Officials announced that during Sunday’s press conference at the Messiah Baptist Church in East Orange, Governor Phil Murphy announced that he was going to reconvene the New Jersey Criminal Justice Sentencing and Disposition Commission. Morris County Prosecutor Fredric Knapp and MCPO Detective Patrick LaGuerre, formerly a member of the East Orange Police Department, were in attendance.

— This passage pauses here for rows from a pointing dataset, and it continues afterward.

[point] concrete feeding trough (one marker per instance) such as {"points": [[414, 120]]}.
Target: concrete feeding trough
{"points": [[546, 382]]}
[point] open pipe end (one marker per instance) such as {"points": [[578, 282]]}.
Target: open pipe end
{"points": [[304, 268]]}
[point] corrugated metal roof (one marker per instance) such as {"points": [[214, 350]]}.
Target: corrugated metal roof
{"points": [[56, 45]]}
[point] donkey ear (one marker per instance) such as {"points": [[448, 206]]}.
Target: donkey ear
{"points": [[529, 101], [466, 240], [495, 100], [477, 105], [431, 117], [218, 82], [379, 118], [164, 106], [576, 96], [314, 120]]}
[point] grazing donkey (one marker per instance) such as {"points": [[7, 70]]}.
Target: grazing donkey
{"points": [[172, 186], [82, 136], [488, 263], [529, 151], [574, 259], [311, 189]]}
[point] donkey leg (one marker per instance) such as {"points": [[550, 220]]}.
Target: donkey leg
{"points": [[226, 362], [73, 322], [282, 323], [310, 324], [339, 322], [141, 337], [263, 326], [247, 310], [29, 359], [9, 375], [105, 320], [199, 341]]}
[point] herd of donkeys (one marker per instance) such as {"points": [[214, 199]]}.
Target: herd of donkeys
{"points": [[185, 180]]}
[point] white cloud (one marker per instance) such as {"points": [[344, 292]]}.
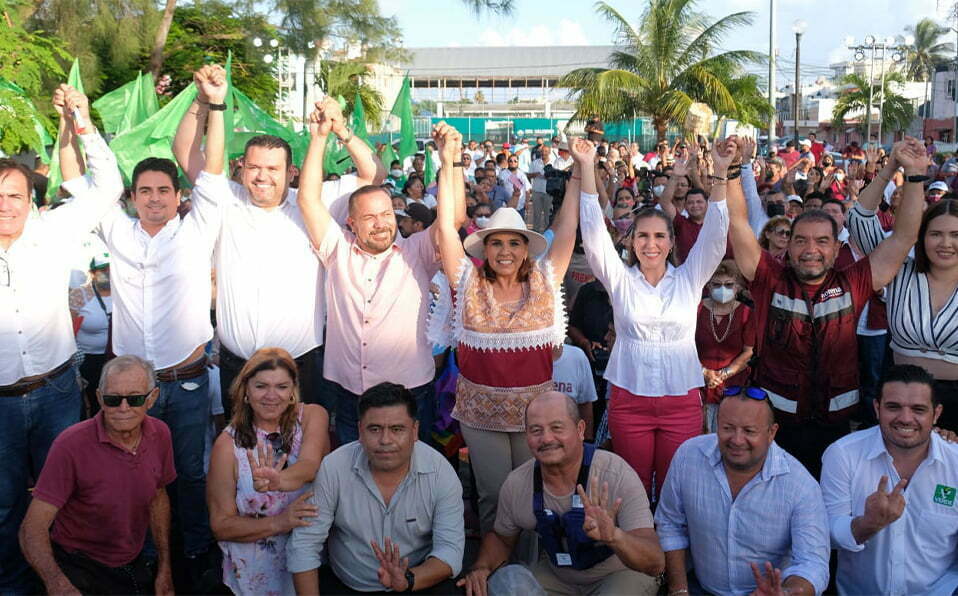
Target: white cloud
{"points": [[565, 33]]}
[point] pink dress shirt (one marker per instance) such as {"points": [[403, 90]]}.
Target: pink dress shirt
{"points": [[377, 307]]}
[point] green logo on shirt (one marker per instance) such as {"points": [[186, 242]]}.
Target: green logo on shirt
{"points": [[945, 495]]}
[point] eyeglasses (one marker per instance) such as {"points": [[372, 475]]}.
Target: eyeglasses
{"points": [[134, 401], [752, 392]]}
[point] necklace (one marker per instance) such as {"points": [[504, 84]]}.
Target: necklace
{"points": [[728, 327]]}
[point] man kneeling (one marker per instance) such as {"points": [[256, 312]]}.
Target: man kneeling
{"points": [[103, 484], [391, 507], [595, 542]]}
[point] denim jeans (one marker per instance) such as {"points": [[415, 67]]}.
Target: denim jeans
{"points": [[185, 408], [28, 425], [347, 412]]}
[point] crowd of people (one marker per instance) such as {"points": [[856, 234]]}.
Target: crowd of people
{"points": [[689, 371]]}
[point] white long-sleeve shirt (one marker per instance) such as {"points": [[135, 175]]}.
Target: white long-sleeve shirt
{"points": [[654, 352], [915, 554], [36, 333]]}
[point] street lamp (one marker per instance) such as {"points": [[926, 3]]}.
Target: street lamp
{"points": [[798, 27]]}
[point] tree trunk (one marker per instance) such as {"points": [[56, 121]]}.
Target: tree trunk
{"points": [[159, 42]]}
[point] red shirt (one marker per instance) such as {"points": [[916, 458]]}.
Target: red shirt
{"points": [[735, 335], [103, 491]]}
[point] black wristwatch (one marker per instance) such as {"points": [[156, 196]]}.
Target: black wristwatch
{"points": [[410, 580]]}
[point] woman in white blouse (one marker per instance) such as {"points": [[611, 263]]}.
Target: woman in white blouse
{"points": [[923, 298], [654, 369]]}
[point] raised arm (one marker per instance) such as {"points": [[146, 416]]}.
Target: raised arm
{"points": [[446, 228], [369, 169], [316, 215], [744, 244], [567, 221], [188, 142], [887, 258]]}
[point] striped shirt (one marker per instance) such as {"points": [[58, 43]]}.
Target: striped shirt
{"points": [[915, 331]]}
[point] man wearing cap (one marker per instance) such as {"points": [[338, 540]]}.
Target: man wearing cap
{"points": [[102, 487], [748, 514], [39, 393], [936, 190], [377, 286]]}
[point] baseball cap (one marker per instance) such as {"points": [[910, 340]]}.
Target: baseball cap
{"points": [[939, 185]]}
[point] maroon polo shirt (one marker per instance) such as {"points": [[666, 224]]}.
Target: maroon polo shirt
{"points": [[103, 492]]}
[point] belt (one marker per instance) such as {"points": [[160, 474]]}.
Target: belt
{"points": [[188, 371], [23, 387]]}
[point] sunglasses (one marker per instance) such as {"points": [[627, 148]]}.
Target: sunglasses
{"points": [[752, 392], [134, 401]]}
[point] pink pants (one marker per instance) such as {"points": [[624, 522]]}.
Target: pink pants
{"points": [[647, 431]]}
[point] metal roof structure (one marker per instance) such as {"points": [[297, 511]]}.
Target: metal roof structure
{"points": [[510, 66]]}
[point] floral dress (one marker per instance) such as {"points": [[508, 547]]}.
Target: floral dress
{"points": [[259, 568]]}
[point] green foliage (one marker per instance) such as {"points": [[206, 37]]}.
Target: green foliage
{"points": [[346, 79], [896, 111], [671, 60], [928, 51], [207, 33]]}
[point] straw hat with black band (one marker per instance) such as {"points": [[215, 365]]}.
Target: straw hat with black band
{"points": [[505, 219]]}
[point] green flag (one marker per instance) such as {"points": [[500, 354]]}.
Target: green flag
{"points": [[154, 136], [43, 137], [55, 176], [402, 109], [428, 172], [112, 106], [359, 119]]}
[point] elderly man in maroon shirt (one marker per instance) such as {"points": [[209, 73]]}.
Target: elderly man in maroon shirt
{"points": [[102, 486]]}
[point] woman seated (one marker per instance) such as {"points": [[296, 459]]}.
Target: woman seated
{"points": [[259, 469]]}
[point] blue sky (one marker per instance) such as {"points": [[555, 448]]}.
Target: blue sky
{"points": [[574, 22]]}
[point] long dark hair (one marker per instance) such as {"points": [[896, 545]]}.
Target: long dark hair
{"points": [[943, 207], [242, 421]]}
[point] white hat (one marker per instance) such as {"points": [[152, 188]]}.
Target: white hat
{"points": [[505, 219], [939, 185]]}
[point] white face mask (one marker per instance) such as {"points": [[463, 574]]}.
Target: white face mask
{"points": [[722, 295]]}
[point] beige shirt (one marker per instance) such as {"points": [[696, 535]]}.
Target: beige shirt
{"points": [[515, 508]]}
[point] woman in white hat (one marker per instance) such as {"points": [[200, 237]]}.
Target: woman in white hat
{"points": [[654, 370], [508, 314]]}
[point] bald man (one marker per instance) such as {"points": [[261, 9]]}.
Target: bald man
{"points": [[592, 496]]}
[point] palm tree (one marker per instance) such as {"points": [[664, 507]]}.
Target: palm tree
{"points": [[663, 66], [896, 110], [927, 52]]}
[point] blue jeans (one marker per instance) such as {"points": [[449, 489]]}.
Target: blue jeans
{"points": [[347, 412], [186, 411], [28, 425]]}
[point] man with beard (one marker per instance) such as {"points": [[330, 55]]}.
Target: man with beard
{"points": [[269, 283], [377, 286], [808, 355], [735, 501], [588, 507], [902, 540]]}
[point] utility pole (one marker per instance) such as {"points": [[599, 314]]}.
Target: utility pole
{"points": [[771, 72]]}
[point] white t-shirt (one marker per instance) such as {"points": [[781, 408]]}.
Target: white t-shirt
{"points": [[572, 375]]}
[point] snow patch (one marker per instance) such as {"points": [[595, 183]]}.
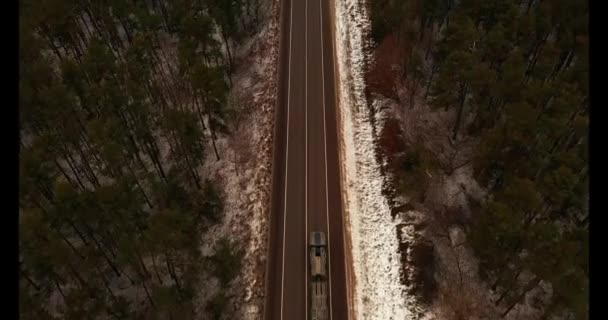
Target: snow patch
{"points": [[378, 291]]}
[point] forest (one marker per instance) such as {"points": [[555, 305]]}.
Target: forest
{"points": [[120, 103], [515, 77]]}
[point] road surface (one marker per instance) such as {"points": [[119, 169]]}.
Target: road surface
{"points": [[306, 182]]}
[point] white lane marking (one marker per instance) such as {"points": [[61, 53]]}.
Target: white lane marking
{"points": [[286, 155], [325, 150], [337, 102], [306, 159]]}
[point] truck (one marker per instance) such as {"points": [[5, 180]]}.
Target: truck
{"points": [[318, 276]]}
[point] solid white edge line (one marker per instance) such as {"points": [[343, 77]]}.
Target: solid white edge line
{"points": [[306, 160], [325, 150], [286, 155]]}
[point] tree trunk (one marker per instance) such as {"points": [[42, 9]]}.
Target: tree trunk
{"points": [[509, 288], [463, 95], [230, 60], [104, 254], [69, 160], [171, 270], [531, 285]]}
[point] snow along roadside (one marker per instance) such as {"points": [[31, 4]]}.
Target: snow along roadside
{"points": [[377, 291], [247, 193]]}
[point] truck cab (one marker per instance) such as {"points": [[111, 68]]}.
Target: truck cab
{"points": [[318, 276]]}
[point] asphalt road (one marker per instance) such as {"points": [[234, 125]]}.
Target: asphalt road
{"points": [[306, 182]]}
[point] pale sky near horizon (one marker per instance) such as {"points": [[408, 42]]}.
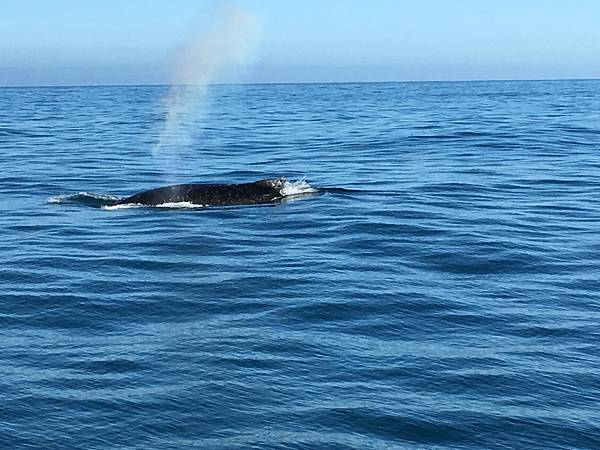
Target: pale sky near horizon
{"points": [[69, 42]]}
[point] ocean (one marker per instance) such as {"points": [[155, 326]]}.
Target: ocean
{"points": [[448, 297]]}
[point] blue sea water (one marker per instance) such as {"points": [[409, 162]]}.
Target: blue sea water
{"points": [[451, 300]]}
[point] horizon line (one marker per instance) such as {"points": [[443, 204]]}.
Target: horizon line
{"points": [[255, 83]]}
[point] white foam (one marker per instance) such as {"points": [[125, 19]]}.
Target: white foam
{"points": [[297, 188]]}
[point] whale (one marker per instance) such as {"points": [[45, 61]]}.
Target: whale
{"points": [[270, 190]]}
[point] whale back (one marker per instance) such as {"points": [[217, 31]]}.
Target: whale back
{"points": [[261, 191]]}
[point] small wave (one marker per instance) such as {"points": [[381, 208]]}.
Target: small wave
{"points": [[298, 187], [85, 198]]}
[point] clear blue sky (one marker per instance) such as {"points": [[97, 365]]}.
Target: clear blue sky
{"points": [[133, 41]]}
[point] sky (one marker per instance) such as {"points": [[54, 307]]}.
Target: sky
{"points": [[82, 42]]}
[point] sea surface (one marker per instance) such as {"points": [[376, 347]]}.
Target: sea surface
{"points": [[449, 299]]}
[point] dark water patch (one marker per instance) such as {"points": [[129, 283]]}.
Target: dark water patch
{"points": [[441, 293]]}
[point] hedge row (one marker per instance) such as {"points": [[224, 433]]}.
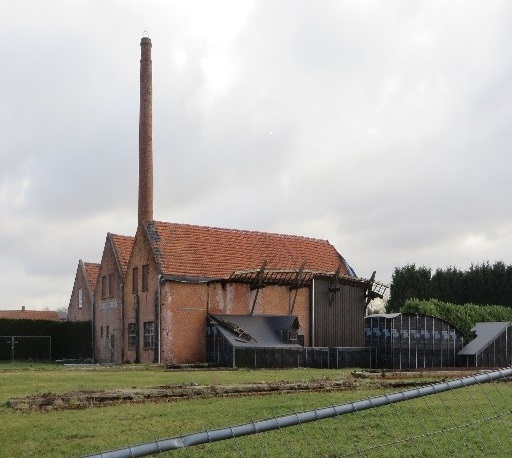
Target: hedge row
{"points": [[463, 317], [483, 284], [70, 339]]}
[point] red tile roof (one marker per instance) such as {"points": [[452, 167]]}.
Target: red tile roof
{"points": [[123, 244], [29, 315], [91, 271], [182, 249]]}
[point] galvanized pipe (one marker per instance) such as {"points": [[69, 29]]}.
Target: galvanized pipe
{"points": [[299, 418]]}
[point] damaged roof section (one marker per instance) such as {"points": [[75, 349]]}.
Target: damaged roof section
{"points": [[258, 330]]}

The Commission, established by statute in 2004 on a temporary basis, became permanent in June of 2006 when a report was issued. It is comprised of 13 members, including the Attorney General of New Jersey and four members of the New Jersey Legislature. Governor Murphy named Deborah Poritz, former Chief Justice of the New Jersey Supreme Court, as well as Jiles Ship, past President of NOBLE (The National Organization of Black Law Enforcement Executives), a former police officer in Edison and member of the New Jersey Police Training Commission, as his two gubernatorial choices.
As the President of the County Prosecutors Association of New Jersey, Prosecutor Knapp, one of the 13 members of this Commission, will be joined by representatives from the New Jersey State Bar Association, Public Defender’s Office, Department of Corrections, and the Chair of the State Parole Board.
The general purpose of the Commission is to, “consider correctional resources, including, but not limited to, the capacities of State and Local correctional facilities, in promulgating sentencing policy; examine past sentencing practices, consider their rationality, and establish a list of ‘sentencing factors’ which would either guide, or limit judges in assessing sentences for individual offenders; and seek to establish uniform sentences throughout the jurisdiction”.